You heard it everywhere: “Garbage in, Garbage out.” Models that are based on bad data lead to bad decisions. Yet it seems we can’t do away with bad data. How did we get here, and is the data really to blame?
Data, of course, does not materialize out of thin air. However, it appears few companies are being intentional about the data they collect, or set off with a clear purpose in mind in terms of the statistics or analytics they will apply to that data, in order to answer what questions. Instead, most “big data” in existence seems to have originated as a by-product of some internal process that gets logged to allow later error-detection, or was simply stored for regulatory purposes. And a lot of it is not even analyzed, or at least not right away. There is even a name for the phenomenon: dark data.
For some companies, the existence of dark data, after a certain point, creates a pressure to act. And that is when they start looking into data science for the first time. Two, maybe three years in, a majority of data science initiatives reportedly fail. Ask why, and the people involved will often point to limitations in the data itself.
Data is an easy target to assign blame to. After all, it can hardly defend itself. But there is also something to be said about the process, i.e. whether that data could have been put to better use and how.
What a lot of companies that are new to data science do wrong is that they ignore the number one rule of science: learning anything from any data at all starts with formulating questions. I will go ahead and reiterate that in case you missed it: learning anything from any data at all does not start with gathering data, it starts with formulating questions.
But what do you do when you’ve already gathered data, before thoroughly thinking of the questions you want answered? For one, resist the urge to jump in and formulate questions based on the data you already have. Why? There is a very high chance you will conclude haphazard data is only good for answering questions that, ultimately, nobody was interested in asking in the first place.
Instead, pretend no data is there. Make a list of the decisions you would like to be able to make as a company, or department within a company, and the questions you need to answer to arrive at those decisions.
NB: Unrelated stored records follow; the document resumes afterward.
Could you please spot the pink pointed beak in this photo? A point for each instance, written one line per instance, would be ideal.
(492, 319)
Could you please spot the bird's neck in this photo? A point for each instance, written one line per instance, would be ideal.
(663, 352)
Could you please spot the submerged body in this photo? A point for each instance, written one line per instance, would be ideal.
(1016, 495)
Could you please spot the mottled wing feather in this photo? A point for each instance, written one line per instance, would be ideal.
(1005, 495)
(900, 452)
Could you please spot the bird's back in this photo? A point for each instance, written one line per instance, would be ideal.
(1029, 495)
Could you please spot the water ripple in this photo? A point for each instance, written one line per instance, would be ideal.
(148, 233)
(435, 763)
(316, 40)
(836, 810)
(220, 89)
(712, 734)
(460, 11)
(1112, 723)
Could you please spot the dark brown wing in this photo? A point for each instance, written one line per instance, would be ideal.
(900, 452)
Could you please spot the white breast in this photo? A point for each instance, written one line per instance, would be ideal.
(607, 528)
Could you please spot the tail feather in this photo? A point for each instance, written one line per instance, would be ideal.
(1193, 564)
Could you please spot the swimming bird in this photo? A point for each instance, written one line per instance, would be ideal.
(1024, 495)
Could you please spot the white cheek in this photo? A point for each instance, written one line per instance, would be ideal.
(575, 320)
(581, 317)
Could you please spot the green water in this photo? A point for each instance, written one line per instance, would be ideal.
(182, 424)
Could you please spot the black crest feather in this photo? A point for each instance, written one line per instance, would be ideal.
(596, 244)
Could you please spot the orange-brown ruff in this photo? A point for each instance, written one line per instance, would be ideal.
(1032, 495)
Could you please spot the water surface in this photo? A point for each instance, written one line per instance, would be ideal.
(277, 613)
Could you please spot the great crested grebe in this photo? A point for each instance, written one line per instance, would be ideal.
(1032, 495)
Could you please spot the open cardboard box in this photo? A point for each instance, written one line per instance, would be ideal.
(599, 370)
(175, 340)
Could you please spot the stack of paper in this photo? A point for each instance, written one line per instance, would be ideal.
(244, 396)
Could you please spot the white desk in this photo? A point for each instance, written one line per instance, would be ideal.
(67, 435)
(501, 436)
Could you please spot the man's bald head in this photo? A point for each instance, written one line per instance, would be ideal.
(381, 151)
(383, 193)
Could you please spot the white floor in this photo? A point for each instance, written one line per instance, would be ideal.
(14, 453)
Then, try to anticipate the possible answers. Add those to the list. You will likely circle back a few times to add more decisions, more questions, and potential answers before you have a list that feels meaningful. This list will look different for a bank, a retailer, an educational institution, and it will look different for an IT department, a human resources department, a marketing department etc. That’s how you know you are on the right track.
List in hand, ask yourself: in a world with unlimited time and resources, what data would I collect to find the answers to these questions? Put that on the list. Then and only then, look at the data you have. Could you use any of it to answer (at least partially) any of the pressing questions you’ve listed? Or maybe to exclude any of the possible answers you’ve anticipated? This is what bad data is good for, and you’d have never been able to use it this way if you had let it constrain your list of questions.
Armed with partial answers, as well as exclusions in terms of what those answers could be, companies can move ahead. They can make (some) decisions. They can start implementing corrections to their data pipeline. They can make plans for supplementing the data they have with the data they’re missing. Finally, they can start collecting the data they had no idea they needed in order to answer the questions they now know are worth asking.
Where to start? The process I’ve described won’t run itself. Put someone in charge of seeing it through to success. Your best bet? Someone with at least master-level scientific training, and who speaks fluent business.